Brad Pitt’s Next Project? Reopening a Legendary Recording Studio

Photo by Hélène Hadjiyianni
Brad Pitt and Damien Quintard

Before Brad Pitt and Angelina converted Château Miraval into their wedding venue and personal abode, the nearly 1,200-acre estate in Provencal France produced more than just wine. From the late 1970s to early 2000s, it also housed a recording studio that drew the likes of Pink Floyd (who recorded portions of The Wall there), Elton John, AC/DC, Sade, Courtney Love, and The Cure. Now that Pitt has the property all to himself—Jolie sold her 50-percent stake in the winery in October—he’s decided to harken back to that past. On Monday, the 57-year-old actor announced that he and Damien Quintard, a French producer who’s worked with musicians like Arca and Brian Eno, are reopening the space under the name of Miraval Studios.

Given Pitt’s interest in architecture, it’s no surprise that a full renovation is at the top of the pair’s to-do list. The studio that opens up next summer will center around a custom sound desk designed by Pitt and Quintard and be full of natural light. Per a press release, they plan to supplement the original recording equipment, which is miraculously still up to scratch, with “drool-worthy vintage synthesizers” and other amenities—including a tower, lodgings for musicians, and a swimming pool. There’s more: “Naturally,” the release continued, “the catering from the Château will be fantastic.”

All in all, it sounds like Miraval Studios will fit right in with the rest of the luxurious property, which is home to a 35-room house, olive groves, a lake, and an actual moat. Oh, and there’s also still that vineyard, where Pitt will presumably continue to produce Château Miraval’s signature Côte de Provence rosé. (If the catering really is that “fantastic,” Pitt will be serving it up with some of his $390 rosé champagne.)

An aerial view of Château Miraval in Correns, France.
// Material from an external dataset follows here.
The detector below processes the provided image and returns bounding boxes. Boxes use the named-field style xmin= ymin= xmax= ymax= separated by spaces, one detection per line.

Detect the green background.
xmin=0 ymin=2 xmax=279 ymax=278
Michel Gangne/AFP via Getty Images

“We are so excited for musicians of all types to be a part of what we’ve created,” Quintard said in a statement. “It really is a space where you can produce anything from pop and rock, to hip-hop and classical records.” As for who’ll be among the first to make use of the premises, well, don’t be surprised if Frank Ocean pops up in the south of France.